Track: Modeling and Simulation
Abstract
Machine learning (ML) and three-dimensional (3D) printing are rapidly advancing fields that offer significant potential for modern manufacturing. ML enables computers to autonomously learn from data, while 3D printing allows for creating intricate, multi-material structures with minimal manufacturing expertise. However, determining the optimal printing parameters remains challenging, often leading to increased pre-printing time and material waste.
In this study, we apply ML techniques to understand the relationship between processing parameters and mechanical properties in 3D-printed parts, aiming to optimize these parameters. Our project also focuses on involving undergraduate students in using basic ML techniques and affordable 3D printers to explore parameter settings, process control, and experimental design in Additive Manufacturing (AM). Through this approach, we extract meaningful patterns from the data, reducing the need for extensive experimentation while achieving comparable results. This educational approach seeks to standardize and generalize the learning experience in ML-based quality control of AM.

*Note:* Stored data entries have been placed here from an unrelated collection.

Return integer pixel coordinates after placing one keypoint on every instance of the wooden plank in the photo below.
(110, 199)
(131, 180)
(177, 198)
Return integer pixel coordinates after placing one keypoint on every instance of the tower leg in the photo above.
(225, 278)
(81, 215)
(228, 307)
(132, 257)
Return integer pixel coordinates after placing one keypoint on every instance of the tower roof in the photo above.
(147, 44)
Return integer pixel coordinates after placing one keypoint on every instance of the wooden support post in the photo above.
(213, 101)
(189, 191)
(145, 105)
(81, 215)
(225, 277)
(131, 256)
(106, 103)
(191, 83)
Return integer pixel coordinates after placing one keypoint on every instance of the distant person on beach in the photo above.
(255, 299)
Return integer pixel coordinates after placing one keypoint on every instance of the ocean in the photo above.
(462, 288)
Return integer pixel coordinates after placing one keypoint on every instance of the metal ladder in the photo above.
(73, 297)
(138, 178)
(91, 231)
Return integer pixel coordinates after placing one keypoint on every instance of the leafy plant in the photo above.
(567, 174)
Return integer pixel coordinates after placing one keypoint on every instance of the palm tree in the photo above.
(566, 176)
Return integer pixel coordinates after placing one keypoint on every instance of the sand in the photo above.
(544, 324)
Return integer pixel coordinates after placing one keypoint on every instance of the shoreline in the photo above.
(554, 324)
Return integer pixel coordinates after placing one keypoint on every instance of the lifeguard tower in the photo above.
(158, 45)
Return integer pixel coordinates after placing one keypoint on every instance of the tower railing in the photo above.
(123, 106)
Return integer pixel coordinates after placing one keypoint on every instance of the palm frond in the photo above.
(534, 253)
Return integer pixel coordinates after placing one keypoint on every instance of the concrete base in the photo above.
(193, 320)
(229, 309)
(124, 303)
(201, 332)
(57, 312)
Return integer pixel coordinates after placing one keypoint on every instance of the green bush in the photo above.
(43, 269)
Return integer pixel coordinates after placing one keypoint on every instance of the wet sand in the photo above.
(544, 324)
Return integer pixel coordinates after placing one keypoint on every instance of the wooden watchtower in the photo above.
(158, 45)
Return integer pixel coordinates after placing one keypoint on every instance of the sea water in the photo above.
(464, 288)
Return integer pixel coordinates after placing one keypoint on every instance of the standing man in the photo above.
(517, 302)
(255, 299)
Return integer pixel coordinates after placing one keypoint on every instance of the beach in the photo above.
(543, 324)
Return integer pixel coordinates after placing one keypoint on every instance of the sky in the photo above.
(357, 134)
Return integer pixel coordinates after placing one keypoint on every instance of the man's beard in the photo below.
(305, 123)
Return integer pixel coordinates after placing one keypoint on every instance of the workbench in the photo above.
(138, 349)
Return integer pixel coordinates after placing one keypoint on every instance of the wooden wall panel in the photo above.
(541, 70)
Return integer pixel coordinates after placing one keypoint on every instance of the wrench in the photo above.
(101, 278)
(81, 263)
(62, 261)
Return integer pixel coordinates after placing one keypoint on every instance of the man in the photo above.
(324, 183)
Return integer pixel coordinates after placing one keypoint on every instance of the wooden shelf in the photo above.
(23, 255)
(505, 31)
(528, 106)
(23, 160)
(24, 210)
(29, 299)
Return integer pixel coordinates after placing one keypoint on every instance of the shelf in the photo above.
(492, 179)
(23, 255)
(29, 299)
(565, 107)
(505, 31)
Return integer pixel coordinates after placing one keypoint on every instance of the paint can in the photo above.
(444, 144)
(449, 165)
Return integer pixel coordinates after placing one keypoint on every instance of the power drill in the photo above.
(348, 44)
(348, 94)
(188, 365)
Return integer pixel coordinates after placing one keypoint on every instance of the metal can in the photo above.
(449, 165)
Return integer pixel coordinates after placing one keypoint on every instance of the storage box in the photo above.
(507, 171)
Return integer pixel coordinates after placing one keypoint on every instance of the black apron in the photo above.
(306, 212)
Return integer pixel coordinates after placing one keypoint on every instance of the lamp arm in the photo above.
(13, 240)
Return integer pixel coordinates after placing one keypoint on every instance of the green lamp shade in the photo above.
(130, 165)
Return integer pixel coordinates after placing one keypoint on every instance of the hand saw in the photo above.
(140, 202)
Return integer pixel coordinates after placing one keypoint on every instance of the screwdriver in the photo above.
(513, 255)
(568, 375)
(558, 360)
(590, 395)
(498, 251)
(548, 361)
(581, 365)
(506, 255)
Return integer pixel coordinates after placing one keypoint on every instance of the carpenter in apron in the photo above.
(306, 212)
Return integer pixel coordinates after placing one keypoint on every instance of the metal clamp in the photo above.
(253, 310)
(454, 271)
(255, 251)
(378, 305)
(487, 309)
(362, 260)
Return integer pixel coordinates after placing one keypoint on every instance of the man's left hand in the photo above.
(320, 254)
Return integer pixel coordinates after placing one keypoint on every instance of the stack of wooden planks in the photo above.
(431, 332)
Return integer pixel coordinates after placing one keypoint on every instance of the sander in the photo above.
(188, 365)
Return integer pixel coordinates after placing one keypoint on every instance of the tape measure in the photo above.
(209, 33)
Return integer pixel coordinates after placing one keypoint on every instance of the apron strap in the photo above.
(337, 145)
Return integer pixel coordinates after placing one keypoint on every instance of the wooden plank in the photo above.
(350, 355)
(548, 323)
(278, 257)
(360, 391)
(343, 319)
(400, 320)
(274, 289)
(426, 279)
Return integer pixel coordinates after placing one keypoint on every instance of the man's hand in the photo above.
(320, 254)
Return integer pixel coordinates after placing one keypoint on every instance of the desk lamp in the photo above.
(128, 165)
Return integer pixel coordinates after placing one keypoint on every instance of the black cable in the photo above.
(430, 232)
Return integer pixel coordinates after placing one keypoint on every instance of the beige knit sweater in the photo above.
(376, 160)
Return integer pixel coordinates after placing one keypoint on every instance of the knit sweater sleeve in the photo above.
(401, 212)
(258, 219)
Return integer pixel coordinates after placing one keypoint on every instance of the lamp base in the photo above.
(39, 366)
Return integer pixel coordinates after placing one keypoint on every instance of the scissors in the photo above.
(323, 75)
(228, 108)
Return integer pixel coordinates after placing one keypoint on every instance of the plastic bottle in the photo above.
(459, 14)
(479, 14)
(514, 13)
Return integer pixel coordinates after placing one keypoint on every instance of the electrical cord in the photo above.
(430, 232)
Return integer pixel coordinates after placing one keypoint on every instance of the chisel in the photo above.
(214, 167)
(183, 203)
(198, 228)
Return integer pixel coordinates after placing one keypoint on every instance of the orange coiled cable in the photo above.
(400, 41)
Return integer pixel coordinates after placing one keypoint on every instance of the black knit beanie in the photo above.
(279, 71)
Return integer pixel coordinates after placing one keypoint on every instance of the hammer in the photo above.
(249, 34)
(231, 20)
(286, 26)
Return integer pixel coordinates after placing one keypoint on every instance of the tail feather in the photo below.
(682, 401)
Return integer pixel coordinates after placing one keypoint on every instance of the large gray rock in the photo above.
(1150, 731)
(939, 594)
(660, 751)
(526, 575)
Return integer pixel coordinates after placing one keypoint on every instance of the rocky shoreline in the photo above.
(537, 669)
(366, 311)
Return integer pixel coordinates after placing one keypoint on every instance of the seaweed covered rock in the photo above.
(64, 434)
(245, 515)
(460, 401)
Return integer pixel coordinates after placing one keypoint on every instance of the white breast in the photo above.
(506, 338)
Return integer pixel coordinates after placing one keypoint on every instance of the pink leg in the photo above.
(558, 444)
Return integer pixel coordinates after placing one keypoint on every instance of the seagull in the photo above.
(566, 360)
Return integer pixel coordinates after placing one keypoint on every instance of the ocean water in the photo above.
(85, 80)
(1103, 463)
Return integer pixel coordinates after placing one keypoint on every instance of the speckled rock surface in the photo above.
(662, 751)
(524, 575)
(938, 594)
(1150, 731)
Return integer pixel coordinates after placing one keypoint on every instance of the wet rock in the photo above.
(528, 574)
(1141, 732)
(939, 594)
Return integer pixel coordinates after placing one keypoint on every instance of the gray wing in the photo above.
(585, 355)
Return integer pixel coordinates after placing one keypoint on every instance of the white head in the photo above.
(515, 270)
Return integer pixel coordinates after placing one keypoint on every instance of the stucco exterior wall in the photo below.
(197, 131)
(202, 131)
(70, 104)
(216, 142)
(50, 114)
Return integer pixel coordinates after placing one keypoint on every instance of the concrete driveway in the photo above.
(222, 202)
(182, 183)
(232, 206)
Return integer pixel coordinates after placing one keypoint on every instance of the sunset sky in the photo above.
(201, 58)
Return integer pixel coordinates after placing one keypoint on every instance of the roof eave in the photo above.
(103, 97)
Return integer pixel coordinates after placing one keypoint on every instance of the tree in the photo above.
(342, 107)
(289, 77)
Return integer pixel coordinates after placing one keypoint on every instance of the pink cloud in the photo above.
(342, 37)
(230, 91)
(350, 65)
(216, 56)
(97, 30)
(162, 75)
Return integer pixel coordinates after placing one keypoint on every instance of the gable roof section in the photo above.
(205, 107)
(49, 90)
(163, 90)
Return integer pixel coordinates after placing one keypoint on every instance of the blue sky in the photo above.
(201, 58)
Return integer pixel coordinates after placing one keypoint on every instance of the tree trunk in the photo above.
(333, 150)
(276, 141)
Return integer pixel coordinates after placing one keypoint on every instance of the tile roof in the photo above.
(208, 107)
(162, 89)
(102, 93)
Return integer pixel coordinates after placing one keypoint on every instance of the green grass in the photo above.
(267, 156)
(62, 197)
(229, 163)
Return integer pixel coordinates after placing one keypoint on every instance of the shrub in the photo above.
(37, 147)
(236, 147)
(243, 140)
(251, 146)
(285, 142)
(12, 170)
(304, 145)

We use a MakerBot Replicator+ to print a daily-use part, varying process parameters such as extruder temperature, printing speed, infill density, infill pattern, layer height, and wall layers. Our analysis identifies infill density as the most significant factor influencing tensile strength, with other parameters like printing speed, infill pattern, and wall layers also contributing. Conversely, extruder temperature and layer height have minimal impact. Our findings highlight the potential of ML to optimize 3D printing processes while providing a consistent, validated, and adaptable educational framework for students.